Собрание без возражений и с облегчением согласилось.

— Честнейший и ученёйший знаменитый профессор Иммануил Кант показал на собрании, как можно говорить правду таким образом, чтобы вышла круглая ложь. Он должен загладить свой грех, лично поехать в Мемель на месяц, извиниться перед Шлюком и помочь подготовить достойный третий вариант книги.

— Я никогда никуда не езжу, — спокойно и с достоинством сказал побледневший Кант.

— Не поедете в Мемель, поедете в Иркутск, — ответил губернатор. — И не только вы.

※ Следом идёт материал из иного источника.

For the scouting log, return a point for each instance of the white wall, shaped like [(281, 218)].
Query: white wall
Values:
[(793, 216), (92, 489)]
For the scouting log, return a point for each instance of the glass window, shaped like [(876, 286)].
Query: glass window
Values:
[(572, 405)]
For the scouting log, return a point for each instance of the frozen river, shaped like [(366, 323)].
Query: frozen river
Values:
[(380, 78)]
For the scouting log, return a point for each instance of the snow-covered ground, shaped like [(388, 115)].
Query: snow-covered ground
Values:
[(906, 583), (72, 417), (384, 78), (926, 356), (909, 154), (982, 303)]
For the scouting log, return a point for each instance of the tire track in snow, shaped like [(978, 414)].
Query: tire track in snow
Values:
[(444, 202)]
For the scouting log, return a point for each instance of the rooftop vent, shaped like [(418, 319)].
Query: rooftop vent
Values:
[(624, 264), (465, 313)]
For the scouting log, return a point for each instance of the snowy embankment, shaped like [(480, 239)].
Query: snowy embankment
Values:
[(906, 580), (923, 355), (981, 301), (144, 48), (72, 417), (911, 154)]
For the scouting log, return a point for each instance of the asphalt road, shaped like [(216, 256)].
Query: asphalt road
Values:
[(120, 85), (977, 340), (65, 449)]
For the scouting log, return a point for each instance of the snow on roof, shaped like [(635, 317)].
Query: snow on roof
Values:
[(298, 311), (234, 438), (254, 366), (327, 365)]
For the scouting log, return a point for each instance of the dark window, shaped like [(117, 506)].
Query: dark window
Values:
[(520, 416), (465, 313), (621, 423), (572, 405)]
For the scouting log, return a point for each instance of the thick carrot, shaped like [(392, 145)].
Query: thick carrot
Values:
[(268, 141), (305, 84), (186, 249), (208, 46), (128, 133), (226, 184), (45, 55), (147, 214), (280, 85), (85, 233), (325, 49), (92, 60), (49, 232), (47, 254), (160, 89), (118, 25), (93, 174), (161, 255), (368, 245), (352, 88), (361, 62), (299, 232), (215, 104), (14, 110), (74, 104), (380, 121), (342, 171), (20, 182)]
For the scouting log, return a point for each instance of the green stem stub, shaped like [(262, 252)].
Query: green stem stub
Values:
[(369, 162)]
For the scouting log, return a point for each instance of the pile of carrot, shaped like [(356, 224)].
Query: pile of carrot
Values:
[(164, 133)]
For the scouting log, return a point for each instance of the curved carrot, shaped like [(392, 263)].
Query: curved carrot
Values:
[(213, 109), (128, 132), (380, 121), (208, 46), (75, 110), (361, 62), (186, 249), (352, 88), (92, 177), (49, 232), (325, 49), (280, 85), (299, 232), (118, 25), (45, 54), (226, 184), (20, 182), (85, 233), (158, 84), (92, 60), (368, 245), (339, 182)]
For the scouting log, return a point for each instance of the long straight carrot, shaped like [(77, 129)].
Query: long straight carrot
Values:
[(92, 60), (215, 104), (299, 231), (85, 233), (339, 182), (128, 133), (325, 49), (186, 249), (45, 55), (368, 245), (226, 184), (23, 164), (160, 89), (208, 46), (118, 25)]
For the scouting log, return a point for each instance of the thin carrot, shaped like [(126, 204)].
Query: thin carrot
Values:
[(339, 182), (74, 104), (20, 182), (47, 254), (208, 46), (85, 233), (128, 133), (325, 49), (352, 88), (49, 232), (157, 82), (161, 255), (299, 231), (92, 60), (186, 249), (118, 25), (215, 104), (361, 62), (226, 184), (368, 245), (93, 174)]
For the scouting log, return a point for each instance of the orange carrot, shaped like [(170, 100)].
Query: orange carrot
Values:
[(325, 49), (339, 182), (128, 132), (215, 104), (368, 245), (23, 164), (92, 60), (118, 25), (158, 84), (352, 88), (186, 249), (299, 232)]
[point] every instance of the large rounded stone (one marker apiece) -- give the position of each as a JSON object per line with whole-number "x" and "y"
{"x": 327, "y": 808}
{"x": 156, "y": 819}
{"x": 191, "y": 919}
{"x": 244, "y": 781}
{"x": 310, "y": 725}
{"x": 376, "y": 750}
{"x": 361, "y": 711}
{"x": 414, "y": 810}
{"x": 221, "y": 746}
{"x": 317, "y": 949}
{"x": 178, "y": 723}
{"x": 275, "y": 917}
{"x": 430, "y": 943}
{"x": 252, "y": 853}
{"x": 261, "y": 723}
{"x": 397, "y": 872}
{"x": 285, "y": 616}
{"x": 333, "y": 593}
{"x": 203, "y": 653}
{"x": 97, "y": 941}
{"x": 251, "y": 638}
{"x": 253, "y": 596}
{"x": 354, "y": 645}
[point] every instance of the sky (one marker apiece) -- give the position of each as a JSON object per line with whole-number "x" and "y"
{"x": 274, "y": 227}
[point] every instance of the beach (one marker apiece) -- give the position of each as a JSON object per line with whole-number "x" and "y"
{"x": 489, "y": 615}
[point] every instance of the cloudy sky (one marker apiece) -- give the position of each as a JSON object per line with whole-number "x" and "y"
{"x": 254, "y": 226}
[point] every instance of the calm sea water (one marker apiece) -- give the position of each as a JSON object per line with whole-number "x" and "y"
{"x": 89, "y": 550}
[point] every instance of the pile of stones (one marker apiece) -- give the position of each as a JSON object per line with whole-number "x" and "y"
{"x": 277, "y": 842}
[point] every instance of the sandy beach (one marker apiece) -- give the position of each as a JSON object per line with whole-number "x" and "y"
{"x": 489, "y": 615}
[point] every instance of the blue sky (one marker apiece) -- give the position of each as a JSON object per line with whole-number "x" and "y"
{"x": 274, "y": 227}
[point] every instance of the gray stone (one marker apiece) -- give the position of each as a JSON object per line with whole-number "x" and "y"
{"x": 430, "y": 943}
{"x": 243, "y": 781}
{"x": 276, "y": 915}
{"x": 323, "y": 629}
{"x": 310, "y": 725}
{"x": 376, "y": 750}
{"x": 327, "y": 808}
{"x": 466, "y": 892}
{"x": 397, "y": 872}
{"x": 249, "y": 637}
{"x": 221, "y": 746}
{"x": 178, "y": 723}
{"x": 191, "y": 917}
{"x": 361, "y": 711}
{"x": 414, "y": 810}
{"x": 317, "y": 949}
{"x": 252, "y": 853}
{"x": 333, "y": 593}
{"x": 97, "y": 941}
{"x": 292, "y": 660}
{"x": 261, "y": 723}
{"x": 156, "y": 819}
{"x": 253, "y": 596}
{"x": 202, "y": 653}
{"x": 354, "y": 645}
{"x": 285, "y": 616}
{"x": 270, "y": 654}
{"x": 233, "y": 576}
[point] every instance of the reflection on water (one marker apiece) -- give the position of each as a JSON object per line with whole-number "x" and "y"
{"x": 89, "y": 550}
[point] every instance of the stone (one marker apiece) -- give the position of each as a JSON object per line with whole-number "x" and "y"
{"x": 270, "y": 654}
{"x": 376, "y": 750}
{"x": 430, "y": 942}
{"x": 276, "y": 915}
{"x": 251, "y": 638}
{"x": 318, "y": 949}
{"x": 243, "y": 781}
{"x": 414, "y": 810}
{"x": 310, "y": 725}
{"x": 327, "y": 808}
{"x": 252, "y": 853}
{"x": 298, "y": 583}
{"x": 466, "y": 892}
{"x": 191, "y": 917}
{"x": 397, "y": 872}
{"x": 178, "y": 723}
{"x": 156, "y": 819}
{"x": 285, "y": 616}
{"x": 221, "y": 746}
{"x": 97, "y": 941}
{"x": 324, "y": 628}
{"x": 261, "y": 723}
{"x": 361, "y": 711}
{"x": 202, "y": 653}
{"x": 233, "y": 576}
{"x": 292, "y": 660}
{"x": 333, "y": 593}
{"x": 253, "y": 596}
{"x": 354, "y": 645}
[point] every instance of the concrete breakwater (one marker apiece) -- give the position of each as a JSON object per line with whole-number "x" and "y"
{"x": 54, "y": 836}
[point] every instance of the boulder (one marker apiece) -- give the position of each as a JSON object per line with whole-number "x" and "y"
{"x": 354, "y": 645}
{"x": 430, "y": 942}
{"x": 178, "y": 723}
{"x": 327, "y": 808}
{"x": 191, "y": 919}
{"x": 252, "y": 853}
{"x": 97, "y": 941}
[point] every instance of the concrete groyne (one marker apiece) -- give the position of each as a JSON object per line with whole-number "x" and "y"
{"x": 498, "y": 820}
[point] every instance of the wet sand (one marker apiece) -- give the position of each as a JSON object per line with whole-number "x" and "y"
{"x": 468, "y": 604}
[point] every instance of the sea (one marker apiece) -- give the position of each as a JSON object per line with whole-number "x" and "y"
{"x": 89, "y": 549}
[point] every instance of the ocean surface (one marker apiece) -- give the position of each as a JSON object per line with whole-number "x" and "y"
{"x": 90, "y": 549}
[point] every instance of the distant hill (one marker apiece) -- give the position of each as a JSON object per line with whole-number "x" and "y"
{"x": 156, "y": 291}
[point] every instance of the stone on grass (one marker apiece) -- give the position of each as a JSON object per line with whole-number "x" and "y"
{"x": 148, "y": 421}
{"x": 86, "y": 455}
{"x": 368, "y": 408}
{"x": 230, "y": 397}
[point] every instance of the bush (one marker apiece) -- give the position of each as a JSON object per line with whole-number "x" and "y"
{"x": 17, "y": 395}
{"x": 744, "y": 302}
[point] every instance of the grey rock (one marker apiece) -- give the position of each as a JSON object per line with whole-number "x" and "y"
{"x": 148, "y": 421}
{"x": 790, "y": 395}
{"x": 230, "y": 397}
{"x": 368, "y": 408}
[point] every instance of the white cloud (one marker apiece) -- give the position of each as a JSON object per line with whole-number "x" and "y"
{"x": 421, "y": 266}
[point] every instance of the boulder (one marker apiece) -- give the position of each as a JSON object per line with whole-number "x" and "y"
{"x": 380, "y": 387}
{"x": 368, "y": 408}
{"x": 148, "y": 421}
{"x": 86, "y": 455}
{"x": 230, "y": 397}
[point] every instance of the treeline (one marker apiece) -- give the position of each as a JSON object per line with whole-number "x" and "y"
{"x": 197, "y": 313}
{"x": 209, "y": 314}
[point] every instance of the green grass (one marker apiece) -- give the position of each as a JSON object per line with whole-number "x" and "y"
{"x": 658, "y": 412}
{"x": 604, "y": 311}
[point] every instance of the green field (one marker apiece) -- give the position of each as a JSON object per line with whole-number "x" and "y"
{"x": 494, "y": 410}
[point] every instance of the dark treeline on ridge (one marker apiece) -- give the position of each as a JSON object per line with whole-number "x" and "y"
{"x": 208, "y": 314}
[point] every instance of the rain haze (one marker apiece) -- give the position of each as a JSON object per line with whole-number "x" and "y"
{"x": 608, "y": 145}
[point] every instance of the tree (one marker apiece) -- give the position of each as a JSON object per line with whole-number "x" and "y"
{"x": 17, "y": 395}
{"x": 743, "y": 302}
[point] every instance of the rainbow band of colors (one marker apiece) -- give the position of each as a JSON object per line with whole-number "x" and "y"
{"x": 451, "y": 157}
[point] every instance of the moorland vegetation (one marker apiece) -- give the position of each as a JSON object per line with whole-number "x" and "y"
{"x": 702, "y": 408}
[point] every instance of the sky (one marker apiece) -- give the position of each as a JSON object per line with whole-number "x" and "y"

Более того, поедете в должности ректора вновь основанного университета и непременного секретаря Академии.

Кант побледнел. Видно было, что губернатор кажется ему утончённым садистом. Он снайперски подсунул профессору всё то, чего Кант тщательно избегал. А выглядело это как почётное именное поручение императора и государыни.

— Это беззаконие! Я подаю в отставку.

— Вы сами покорились именному указу и теперь не имеете права уходить в отставку, — сказал Суворов.

Кант с достоинством поклонился собранию и вышел.

— У вас есть день, дабы уговорить этого упрямца спасти вас. Послезавтра утром он должен выехать вместе с доктором honoris causa Аристофановым, — сказал губернатор.

Он продолжал оглашать требования, но я уже не слышал ничего. Меня распирало чувство, что вот-вот всё будет сделано! Но я помнил восточную поговорку: "Прыгая от радости, смотри, как бы у тебя из-под ног не выдернули землю".

Через день утром к карете подошёл кислющий-кислющий Кант в сопровождении ректора и пары профессоров, которые сдали его с рук на руки мне.

За всю дорогу Кант произнёс всего пару предложений.

— Это вы, учёнейший почётный доктор и мастер допросов, подговорили губернатора на такую месть?

— Генерала ни подговорить, ни уговорить невозможно. Идея, не скрою, была моя, но её развитие в виде ректорства и поста непременного секретаря — его собственное. Он ещё ехидничал, что на этом посту Вы научитесь ценить талантливых людей и беречь их, поскольку увидите, сколько вокруг напыщенных ничтожеств и как они агрессивны.

— Но всё равно, я поехал не из-за ваших угроз, а из-за того, что всё научное сообщество молило меня спасти их.

— Я думаю, что очень скоро Вы оцените всю глубину благодарности этого сообщества и его отношение к Вам.

Кант почувствовал скрытую издёвку и замолчал.

В Мемеле, надо отдать ему должное, Кант сразу же честно принялся за работу, и уже через две недели мы вернулись. Я — в хорошем настроении, Кант — смертельно обиженный и выбитый из колеи.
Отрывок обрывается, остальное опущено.